Half of all voters described themselves as Orthodox, 8 percent as ultra-Orthodox, 16 percent as traditional, 18 percent as secular and 2 percent at not-Jewish, with the rest preferring not to answer.

The female vote was markedly different from the male one, with 52 percent of female voters in Israel voting for Clinton and 33 percent for Trump. Among men, 59 percent chose Trump and 33 percent Clinton.

The most popular reason given for choosing a candidate among both Clinton and Trump voters was “danger of electing other candidate.” Interestingly, 25 percent of those who voted for Trump said they were registered Democrats, while only 10 percent of registered Republicans voted for Clinton. 

Trump's biggest lead was in New Jersey, with 62 percent of Israelis registered in that state voting for him, compared to only 28 voting for Clinton. In Massachusetts however, 63 percent of voters went for Clinton compared to 26 for Trump. Among voters from New York, New Jersey, California, Florida, and Maryland, Trump was the winner. Among voters from Pennsylvania, Illinois, Massachusetts and Michigan, Clinton was the winner. 

Younger voters in Israel showed a clear preference for Clinton, while older voters clearly gravitated toward Trump. Among 25-34 year olds, 60 percent voted for Clinton, compared with 28 percent for Trump, whereas among 65+ voters, 60 percent voted for Trump and only 33 percent chose Clinton.

iVote Israel under fire

Headed by Eitan Charnoff, iVote Israel was established in 2012 ahead of the Obama-Romney presidential race. With a distinct right-leaning message, the American nonprofit was founded by political activists with ties to the Republican Party.
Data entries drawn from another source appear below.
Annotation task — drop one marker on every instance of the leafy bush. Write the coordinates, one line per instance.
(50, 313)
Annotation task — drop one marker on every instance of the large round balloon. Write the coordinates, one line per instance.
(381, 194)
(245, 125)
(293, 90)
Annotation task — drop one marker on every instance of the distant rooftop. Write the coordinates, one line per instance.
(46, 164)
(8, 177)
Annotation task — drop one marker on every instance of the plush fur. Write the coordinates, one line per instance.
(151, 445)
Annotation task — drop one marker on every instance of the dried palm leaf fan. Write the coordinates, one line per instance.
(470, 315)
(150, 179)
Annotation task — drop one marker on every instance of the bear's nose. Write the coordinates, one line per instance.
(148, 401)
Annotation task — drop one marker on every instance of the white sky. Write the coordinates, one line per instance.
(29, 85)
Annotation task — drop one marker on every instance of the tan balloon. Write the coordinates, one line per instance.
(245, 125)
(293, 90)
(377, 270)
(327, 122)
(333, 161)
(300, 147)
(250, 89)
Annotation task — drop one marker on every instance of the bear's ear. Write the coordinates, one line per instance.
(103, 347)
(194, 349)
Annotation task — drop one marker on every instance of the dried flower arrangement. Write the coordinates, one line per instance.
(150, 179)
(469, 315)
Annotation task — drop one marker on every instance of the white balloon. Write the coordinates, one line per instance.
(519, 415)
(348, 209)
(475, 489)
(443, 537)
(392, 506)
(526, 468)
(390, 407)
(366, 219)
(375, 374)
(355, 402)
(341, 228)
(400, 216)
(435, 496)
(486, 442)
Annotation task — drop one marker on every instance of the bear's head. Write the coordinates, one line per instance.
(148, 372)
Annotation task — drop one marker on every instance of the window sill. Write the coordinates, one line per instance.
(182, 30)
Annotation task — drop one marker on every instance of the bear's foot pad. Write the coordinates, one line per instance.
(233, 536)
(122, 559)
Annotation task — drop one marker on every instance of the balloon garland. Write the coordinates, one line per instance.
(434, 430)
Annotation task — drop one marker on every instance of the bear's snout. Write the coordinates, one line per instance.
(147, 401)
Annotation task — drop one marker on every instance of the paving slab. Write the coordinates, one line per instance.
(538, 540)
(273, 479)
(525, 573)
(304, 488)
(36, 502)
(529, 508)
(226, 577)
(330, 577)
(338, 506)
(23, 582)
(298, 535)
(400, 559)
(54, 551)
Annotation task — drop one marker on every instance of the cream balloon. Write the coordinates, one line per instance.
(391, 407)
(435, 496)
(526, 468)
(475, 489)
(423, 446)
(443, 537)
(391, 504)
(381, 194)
As a nonprofit, it's not required to reveal its donors.

The organization has come under fire of late, with both Democrats and Republicans saying their ballot requests have gone missing. One voter says he isn't ruling out that the group deliberately misplaced the registration forms from Democrat-friendly places like Tel Aviv.

Some Republicans are equally suspicious, saying the organization could somehow be connected to a plot to suppress votes of American Israelis on the assumption that they'd favor Donald Trump. 

Reacting to criticism, Charnoff said, “iVote Israel does everything it can to make the voting process easier and is actively looking into the issue of ballots not arriving through our own channels."

A U.S. embassy official told Haaretz that “all ballots received at the embassy, the U.S. consular agency in Haifa, and the U.S. consulate general in Jerusalem have been properly forwarded to election officials as addressed on those ballots."